だが、ここからはベルギウス自身が間近で目撃した詳細な様子だ。
「暴れだした魔人を押さえるよう僕はバルザに命じた。バルザはそれに従い、魔人と激しい戦いを繰り広げたが……途中から二人は何やら会話をしながら戦っているようだった」
「会話を?」
「内容は聞き取れなかったが……様子から察するに、エルズベリーの方が頻繁にバルザへと話しかけていたようだ」
「何かを提案している……でしょうか?」
「僕もその線が濃いと思っている。僕はバルザに一旦こちらへ戻ってくるよう指示を出そうとしたが、それを読んだのか、エルズベリーの方が派手に周囲を破壊し、外へと飛び出していったのだ」
「まさか、バルザはそれについていった?」
「恐らく」
それからしばらく、ベルギウスとガレッタは言葉を発せられなかった。
考えられる限り最悪のシナリオは、二人の魔人が魔界へと向かい、そこで優志たち討伐隊と対峙すること。

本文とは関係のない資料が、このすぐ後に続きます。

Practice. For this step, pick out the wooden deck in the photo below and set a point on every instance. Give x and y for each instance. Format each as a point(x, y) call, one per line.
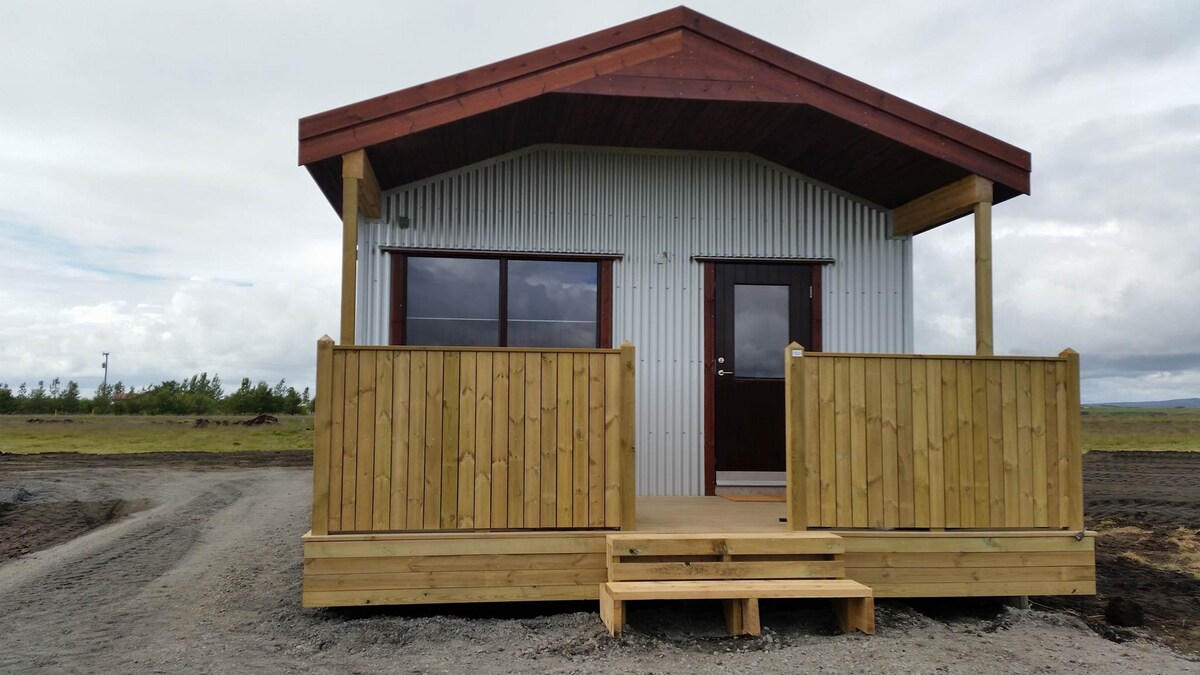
point(504, 566)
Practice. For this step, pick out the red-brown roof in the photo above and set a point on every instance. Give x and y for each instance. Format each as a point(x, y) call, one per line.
point(675, 79)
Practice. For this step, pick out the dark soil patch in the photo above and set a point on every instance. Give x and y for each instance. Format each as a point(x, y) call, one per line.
point(31, 526)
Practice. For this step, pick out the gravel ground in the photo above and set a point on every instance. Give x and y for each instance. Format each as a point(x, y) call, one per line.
point(207, 579)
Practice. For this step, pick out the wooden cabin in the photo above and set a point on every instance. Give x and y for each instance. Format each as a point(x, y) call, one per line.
point(631, 316)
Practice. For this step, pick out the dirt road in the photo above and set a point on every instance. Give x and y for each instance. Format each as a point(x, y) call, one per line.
point(207, 578)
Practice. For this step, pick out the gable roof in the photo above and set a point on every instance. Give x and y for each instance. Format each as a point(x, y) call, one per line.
point(675, 79)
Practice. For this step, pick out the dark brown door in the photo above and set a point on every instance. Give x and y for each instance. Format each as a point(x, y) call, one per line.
point(757, 309)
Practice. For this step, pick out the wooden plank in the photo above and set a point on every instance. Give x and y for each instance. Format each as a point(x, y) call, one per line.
point(951, 443)
point(1008, 413)
point(364, 495)
point(564, 444)
point(336, 440)
point(501, 449)
point(888, 442)
point(532, 497)
point(628, 437)
point(595, 441)
point(1025, 443)
point(979, 442)
point(323, 430)
point(1054, 514)
point(905, 476)
point(401, 438)
point(828, 443)
point(516, 438)
point(966, 444)
point(580, 441)
point(612, 493)
point(921, 435)
point(813, 442)
point(936, 443)
point(1073, 444)
point(351, 441)
point(941, 205)
point(874, 443)
point(859, 517)
point(418, 387)
point(996, 442)
point(549, 503)
point(381, 499)
point(466, 451)
point(841, 444)
point(483, 449)
point(1038, 431)
point(435, 438)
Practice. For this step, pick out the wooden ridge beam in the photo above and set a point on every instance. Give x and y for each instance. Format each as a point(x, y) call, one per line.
point(941, 205)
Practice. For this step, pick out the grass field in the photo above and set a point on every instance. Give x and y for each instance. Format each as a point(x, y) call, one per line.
point(1141, 429)
point(138, 434)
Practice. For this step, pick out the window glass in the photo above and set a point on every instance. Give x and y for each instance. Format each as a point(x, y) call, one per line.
point(454, 302)
point(552, 304)
point(760, 329)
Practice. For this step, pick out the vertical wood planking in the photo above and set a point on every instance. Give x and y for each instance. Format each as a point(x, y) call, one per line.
point(483, 447)
point(1038, 429)
point(401, 438)
point(595, 441)
point(1008, 412)
point(365, 483)
point(381, 497)
point(322, 425)
point(580, 441)
point(612, 441)
point(979, 443)
point(466, 420)
point(502, 488)
point(516, 440)
point(841, 443)
point(874, 443)
point(349, 441)
point(888, 442)
point(564, 443)
point(828, 443)
point(549, 507)
point(966, 444)
point(996, 443)
point(905, 476)
point(336, 438)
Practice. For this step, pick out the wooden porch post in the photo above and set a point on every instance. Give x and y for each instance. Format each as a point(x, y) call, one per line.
point(983, 279)
point(360, 195)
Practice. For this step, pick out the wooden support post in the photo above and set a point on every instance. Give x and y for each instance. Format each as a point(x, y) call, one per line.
point(628, 438)
point(984, 339)
point(1074, 448)
point(323, 424)
point(795, 434)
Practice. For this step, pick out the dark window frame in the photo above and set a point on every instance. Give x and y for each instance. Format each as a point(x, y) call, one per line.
point(399, 309)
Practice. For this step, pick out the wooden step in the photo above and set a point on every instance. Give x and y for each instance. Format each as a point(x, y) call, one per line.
point(853, 602)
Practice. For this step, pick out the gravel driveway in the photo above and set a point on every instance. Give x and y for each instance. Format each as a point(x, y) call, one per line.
point(207, 579)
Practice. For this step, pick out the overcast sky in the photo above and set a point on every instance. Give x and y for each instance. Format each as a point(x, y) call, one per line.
point(151, 207)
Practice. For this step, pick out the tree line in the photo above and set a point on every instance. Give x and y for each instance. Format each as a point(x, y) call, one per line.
point(199, 394)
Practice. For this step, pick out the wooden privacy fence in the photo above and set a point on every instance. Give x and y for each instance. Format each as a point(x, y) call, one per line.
point(472, 438)
point(888, 441)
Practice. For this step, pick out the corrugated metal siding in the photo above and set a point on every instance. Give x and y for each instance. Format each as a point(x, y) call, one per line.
point(658, 209)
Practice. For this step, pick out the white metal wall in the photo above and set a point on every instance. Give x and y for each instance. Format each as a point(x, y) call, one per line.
point(658, 209)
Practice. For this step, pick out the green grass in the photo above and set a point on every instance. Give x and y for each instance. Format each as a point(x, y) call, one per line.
point(1141, 429)
point(149, 434)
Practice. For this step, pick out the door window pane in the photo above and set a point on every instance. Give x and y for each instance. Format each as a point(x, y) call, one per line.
point(454, 302)
point(760, 329)
point(552, 304)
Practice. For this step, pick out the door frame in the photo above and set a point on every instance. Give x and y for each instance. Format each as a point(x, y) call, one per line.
point(711, 342)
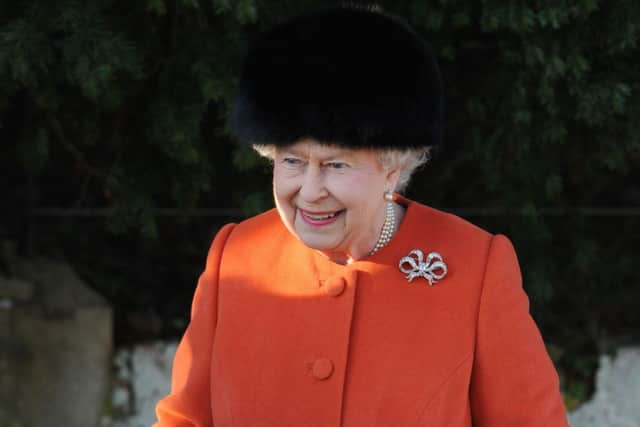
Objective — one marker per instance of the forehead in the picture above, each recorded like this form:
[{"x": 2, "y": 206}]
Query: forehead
[{"x": 315, "y": 149}]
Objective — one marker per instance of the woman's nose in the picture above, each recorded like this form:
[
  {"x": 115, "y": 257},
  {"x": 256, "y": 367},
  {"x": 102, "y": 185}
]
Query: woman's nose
[{"x": 313, "y": 186}]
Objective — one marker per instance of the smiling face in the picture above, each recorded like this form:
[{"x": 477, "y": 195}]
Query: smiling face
[{"x": 331, "y": 198}]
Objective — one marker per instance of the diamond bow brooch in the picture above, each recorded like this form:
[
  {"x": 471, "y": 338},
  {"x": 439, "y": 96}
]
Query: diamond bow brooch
[{"x": 432, "y": 269}]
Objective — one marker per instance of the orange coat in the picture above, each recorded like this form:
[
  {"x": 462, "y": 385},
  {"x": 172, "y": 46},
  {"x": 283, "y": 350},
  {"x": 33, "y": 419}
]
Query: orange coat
[{"x": 280, "y": 336}]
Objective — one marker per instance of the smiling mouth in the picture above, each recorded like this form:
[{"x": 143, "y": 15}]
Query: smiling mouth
[{"x": 320, "y": 217}]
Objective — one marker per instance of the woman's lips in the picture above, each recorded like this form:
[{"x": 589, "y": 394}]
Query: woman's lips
[{"x": 319, "y": 218}]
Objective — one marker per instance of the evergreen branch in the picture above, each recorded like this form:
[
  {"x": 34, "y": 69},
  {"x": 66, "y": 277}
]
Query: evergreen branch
[{"x": 78, "y": 156}]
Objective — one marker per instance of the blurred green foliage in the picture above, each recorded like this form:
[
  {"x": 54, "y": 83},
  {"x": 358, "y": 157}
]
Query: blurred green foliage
[{"x": 119, "y": 108}]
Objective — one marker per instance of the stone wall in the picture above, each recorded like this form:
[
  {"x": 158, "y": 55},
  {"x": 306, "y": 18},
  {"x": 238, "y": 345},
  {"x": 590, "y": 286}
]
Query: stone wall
[{"x": 56, "y": 341}]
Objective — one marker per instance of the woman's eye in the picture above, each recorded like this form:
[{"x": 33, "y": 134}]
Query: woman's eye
[
  {"x": 337, "y": 165},
  {"x": 291, "y": 161}
]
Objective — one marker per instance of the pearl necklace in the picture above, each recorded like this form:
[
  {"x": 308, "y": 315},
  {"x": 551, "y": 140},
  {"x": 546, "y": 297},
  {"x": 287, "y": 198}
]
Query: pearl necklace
[{"x": 388, "y": 229}]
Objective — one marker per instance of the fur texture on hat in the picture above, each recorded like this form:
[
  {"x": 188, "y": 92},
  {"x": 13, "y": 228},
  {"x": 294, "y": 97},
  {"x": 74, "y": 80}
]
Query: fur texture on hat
[{"x": 355, "y": 77}]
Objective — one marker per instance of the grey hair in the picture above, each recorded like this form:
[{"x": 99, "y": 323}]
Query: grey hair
[{"x": 408, "y": 160}]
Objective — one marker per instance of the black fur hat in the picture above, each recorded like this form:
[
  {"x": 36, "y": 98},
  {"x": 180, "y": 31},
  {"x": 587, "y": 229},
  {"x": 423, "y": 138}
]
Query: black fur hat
[{"x": 356, "y": 77}]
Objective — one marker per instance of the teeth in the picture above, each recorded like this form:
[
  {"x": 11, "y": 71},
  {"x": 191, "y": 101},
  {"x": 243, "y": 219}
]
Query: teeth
[{"x": 321, "y": 217}]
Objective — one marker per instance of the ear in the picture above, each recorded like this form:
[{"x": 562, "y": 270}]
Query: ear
[{"x": 392, "y": 177}]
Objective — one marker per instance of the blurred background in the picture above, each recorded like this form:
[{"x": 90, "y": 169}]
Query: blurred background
[{"x": 116, "y": 162}]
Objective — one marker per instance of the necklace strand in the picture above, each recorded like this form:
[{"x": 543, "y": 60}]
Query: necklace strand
[{"x": 388, "y": 229}]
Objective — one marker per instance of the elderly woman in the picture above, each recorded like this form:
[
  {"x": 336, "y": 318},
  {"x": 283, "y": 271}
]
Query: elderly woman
[{"x": 349, "y": 305}]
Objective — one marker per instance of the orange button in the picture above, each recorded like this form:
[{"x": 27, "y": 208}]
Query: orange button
[
  {"x": 322, "y": 369},
  {"x": 334, "y": 287}
]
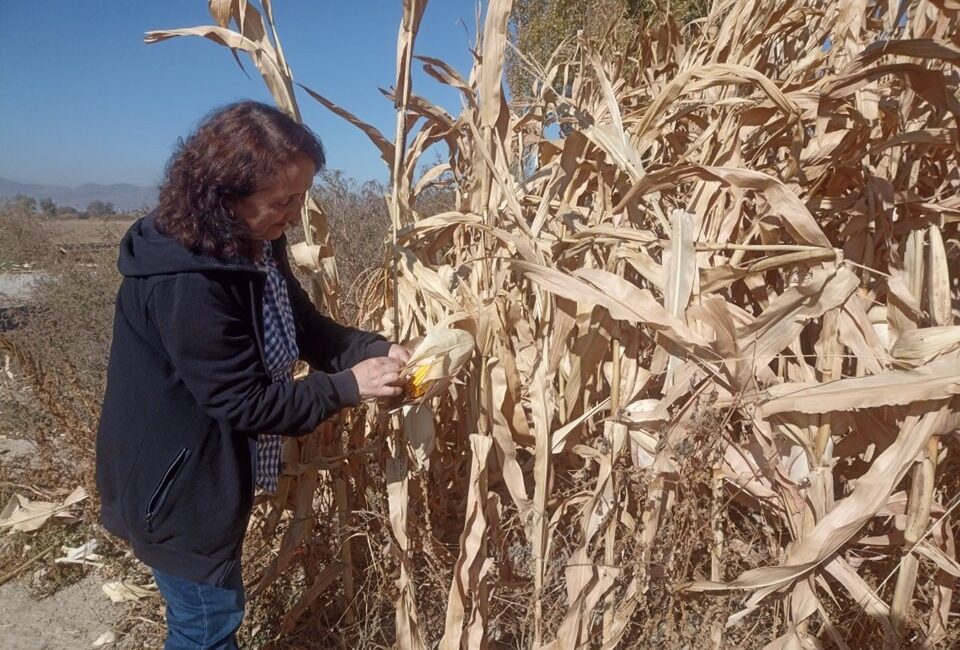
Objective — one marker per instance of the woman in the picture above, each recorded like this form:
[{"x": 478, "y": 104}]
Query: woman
[{"x": 209, "y": 322}]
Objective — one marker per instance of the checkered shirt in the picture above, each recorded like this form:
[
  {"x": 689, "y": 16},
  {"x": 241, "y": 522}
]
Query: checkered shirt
[{"x": 281, "y": 352}]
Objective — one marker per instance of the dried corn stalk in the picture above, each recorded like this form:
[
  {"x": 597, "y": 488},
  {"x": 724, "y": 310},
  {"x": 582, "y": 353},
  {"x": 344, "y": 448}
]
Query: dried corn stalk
[{"x": 716, "y": 337}]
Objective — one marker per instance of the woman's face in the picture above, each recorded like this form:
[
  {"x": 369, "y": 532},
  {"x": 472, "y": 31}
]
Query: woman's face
[{"x": 268, "y": 211}]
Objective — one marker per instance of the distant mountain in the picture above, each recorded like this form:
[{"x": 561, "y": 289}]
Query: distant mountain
[{"x": 123, "y": 195}]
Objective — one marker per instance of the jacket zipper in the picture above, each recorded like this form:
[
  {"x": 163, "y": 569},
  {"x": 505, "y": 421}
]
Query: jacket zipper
[{"x": 160, "y": 494}]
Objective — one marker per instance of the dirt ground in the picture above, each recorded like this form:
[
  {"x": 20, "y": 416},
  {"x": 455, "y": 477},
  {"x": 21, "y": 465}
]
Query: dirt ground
[
  {"x": 72, "y": 618},
  {"x": 87, "y": 231}
]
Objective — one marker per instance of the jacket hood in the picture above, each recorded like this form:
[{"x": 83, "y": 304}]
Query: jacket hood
[{"x": 145, "y": 251}]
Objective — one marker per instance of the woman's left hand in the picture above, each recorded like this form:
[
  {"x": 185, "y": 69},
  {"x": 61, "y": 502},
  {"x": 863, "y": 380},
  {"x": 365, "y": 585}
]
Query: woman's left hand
[{"x": 399, "y": 353}]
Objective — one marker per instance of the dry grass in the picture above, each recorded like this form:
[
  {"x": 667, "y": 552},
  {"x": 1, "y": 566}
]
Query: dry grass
[{"x": 713, "y": 284}]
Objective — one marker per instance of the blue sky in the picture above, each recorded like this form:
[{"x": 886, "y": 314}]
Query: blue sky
[{"x": 83, "y": 99}]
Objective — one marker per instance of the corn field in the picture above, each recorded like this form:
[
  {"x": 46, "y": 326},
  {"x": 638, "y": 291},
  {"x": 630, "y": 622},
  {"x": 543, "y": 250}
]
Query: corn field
[{"x": 712, "y": 281}]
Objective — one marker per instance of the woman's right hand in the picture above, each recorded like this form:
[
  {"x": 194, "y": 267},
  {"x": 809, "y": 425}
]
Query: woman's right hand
[{"x": 378, "y": 377}]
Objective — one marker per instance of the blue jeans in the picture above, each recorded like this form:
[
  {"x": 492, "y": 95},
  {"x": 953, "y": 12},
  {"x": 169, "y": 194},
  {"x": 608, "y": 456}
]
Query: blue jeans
[{"x": 202, "y": 616}]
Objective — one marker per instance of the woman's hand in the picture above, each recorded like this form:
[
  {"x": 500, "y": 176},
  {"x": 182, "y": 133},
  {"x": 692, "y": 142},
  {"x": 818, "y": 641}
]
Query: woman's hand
[
  {"x": 379, "y": 376},
  {"x": 399, "y": 353}
]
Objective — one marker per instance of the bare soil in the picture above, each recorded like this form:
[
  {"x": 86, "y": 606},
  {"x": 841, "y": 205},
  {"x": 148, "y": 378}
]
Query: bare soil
[{"x": 69, "y": 619}]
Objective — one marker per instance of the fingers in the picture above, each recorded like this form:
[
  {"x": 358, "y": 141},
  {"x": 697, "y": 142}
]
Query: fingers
[
  {"x": 399, "y": 353},
  {"x": 378, "y": 377}
]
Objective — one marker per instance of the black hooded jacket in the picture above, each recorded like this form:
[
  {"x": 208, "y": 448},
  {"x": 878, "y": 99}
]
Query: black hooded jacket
[{"x": 188, "y": 393}]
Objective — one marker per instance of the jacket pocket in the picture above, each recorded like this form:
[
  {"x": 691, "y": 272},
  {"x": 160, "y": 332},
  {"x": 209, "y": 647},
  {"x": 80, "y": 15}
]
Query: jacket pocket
[{"x": 159, "y": 496}]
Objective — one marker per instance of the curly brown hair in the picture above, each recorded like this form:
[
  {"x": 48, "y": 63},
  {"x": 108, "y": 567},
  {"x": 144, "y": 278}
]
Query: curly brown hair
[{"x": 235, "y": 151}]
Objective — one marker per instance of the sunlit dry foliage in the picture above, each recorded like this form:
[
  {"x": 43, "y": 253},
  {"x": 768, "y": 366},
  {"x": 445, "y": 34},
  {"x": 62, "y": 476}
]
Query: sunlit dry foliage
[{"x": 713, "y": 400}]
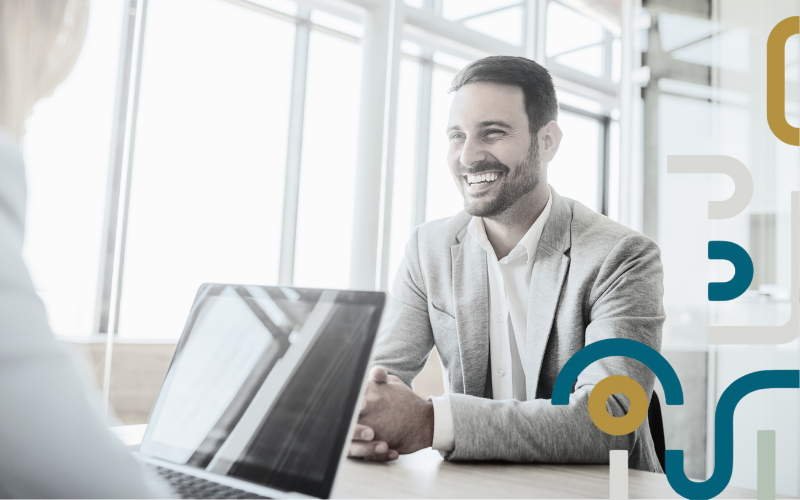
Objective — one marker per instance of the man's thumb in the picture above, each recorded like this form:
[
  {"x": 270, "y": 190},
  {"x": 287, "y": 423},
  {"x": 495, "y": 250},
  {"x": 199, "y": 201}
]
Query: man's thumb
[{"x": 379, "y": 374}]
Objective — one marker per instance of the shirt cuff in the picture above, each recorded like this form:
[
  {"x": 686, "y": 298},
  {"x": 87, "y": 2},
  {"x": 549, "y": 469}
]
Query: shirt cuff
[{"x": 443, "y": 437}]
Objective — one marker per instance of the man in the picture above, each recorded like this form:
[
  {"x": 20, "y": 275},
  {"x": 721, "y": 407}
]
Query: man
[{"x": 508, "y": 291}]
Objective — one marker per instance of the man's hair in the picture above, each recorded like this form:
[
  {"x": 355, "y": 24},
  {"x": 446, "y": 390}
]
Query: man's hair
[{"x": 536, "y": 83}]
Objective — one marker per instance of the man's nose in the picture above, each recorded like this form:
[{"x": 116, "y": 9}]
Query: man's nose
[{"x": 472, "y": 152}]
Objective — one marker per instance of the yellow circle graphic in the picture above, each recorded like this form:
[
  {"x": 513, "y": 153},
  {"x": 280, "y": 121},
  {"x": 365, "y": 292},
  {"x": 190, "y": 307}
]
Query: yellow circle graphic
[{"x": 618, "y": 384}]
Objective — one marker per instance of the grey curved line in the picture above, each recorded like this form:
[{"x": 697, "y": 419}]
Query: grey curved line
[
  {"x": 782, "y": 334},
  {"x": 717, "y": 164}
]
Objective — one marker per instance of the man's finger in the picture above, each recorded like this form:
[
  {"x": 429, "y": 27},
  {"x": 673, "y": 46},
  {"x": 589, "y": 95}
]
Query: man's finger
[
  {"x": 378, "y": 374},
  {"x": 373, "y": 450},
  {"x": 363, "y": 433}
]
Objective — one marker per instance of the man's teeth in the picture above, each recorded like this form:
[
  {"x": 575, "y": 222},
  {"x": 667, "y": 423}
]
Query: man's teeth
[{"x": 487, "y": 177}]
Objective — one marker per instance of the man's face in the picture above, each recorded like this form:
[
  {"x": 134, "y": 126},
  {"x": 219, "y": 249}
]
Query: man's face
[{"x": 493, "y": 157}]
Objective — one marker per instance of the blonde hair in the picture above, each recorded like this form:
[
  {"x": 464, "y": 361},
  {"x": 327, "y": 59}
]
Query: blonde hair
[{"x": 39, "y": 43}]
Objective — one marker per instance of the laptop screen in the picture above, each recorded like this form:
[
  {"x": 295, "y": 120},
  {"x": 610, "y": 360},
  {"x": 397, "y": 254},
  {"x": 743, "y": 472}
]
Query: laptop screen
[{"x": 264, "y": 384}]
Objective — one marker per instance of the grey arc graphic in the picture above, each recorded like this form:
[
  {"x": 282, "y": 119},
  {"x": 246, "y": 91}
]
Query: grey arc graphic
[{"x": 725, "y": 209}]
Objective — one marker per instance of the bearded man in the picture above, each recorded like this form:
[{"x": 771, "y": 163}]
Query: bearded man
[{"x": 507, "y": 291}]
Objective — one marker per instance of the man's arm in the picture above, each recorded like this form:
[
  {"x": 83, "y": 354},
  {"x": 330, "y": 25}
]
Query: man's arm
[
  {"x": 406, "y": 337},
  {"x": 627, "y": 303},
  {"x": 404, "y": 344}
]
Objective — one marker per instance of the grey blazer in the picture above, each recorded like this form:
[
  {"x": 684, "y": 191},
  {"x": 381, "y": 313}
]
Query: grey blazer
[{"x": 592, "y": 279}]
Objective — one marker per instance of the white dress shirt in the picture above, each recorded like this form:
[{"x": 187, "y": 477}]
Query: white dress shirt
[{"x": 509, "y": 286}]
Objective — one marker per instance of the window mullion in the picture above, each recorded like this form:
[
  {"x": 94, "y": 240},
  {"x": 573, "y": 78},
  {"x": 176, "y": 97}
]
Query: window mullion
[{"x": 291, "y": 196}]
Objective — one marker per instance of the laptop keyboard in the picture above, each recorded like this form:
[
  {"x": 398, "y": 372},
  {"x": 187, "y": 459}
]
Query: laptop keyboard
[{"x": 188, "y": 486}]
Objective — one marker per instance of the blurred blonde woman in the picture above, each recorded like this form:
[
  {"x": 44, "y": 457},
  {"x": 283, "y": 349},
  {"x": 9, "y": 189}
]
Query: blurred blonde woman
[{"x": 53, "y": 442}]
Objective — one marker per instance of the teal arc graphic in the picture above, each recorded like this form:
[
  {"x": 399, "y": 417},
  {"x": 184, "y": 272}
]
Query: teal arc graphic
[
  {"x": 743, "y": 274},
  {"x": 673, "y": 392},
  {"x": 723, "y": 434}
]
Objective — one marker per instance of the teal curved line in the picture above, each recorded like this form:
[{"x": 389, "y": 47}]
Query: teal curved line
[
  {"x": 743, "y": 274},
  {"x": 723, "y": 434},
  {"x": 651, "y": 358}
]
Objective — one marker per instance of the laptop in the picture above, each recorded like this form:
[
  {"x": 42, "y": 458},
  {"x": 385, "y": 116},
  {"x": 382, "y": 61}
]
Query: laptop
[{"x": 261, "y": 395}]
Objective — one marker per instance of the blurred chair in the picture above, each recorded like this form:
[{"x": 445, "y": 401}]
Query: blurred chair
[{"x": 657, "y": 429}]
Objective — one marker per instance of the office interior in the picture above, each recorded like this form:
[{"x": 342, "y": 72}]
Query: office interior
[{"x": 299, "y": 142}]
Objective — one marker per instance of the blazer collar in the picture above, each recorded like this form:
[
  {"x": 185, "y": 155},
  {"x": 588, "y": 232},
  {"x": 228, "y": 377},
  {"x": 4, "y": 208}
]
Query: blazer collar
[
  {"x": 471, "y": 298},
  {"x": 547, "y": 279}
]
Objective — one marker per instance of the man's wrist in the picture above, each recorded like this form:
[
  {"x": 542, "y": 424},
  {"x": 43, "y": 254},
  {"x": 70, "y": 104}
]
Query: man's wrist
[{"x": 426, "y": 427}]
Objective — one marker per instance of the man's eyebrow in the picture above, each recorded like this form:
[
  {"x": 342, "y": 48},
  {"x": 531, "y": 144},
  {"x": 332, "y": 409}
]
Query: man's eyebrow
[{"x": 495, "y": 123}]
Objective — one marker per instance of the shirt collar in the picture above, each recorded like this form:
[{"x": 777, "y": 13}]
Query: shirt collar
[{"x": 529, "y": 242}]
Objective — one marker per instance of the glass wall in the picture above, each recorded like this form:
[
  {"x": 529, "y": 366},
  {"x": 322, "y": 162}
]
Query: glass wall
[
  {"x": 66, "y": 149},
  {"x": 207, "y": 181},
  {"x": 207, "y": 132}
]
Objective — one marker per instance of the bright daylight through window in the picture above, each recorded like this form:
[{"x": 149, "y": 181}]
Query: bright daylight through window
[{"x": 203, "y": 136}]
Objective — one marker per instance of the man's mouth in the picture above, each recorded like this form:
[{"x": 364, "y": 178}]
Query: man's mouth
[{"x": 482, "y": 178}]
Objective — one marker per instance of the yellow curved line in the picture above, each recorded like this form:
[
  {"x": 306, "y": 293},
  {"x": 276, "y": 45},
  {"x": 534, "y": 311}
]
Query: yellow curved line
[
  {"x": 618, "y": 384},
  {"x": 776, "y": 80}
]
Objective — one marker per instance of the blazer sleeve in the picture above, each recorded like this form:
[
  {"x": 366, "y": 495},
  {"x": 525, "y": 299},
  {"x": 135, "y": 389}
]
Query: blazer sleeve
[
  {"x": 627, "y": 303},
  {"x": 53, "y": 442},
  {"x": 406, "y": 339}
]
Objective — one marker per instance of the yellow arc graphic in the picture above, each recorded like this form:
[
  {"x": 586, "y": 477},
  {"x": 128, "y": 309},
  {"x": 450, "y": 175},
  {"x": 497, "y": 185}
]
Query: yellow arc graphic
[
  {"x": 618, "y": 384},
  {"x": 776, "y": 80}
]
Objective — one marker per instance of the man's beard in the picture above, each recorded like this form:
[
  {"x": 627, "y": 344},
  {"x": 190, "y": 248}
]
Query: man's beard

「まずいですな……向こうにいる兵たちはバルザが裏切ったかもしれないという事情をまったく知らないときている」
「…………」
青ざめているガレッタを横目に、ベルギウスはベッドから静かに起き上がった。
「べ、ベルギウス様?」
「ガレッタ……頼みがある」
神妙な面持ちで、ベルギウスはガレッタへと語りかける。
「僕は魔界へ行く」
「! べ、ベルギウス様!」
次期国王候補とされるベルギウスが魔界へ行くことに、ガレッタは断固反対の意思を示そうと詰め寄る。だが、ベルギウスの目は真剣そのものだった。
「頼む、ガレッタ。行かせてくれ」
「べ、ベルギウス様……」
「僕はこれから国王陛下に直訴してくる。君には三時間以内に、残された戦力を可能な限りかき集めてきてもらいたい」
「…………」
両肩をガシッと力強く掴まれたガレッタはベルギウスの決意を汲み取った。
「……分かりました。城や王都に残されたありったけの戦力を割くようにします」
「助かるよ」
「ここまでやる以上はもうこれで決着としましょう」
「ああ……魔王を倒してくる」
こうして、最後の増援部隊投入が決定する。
決戦の地――魔界にさらなる戦いの嵐が吹き荒れようとしていた。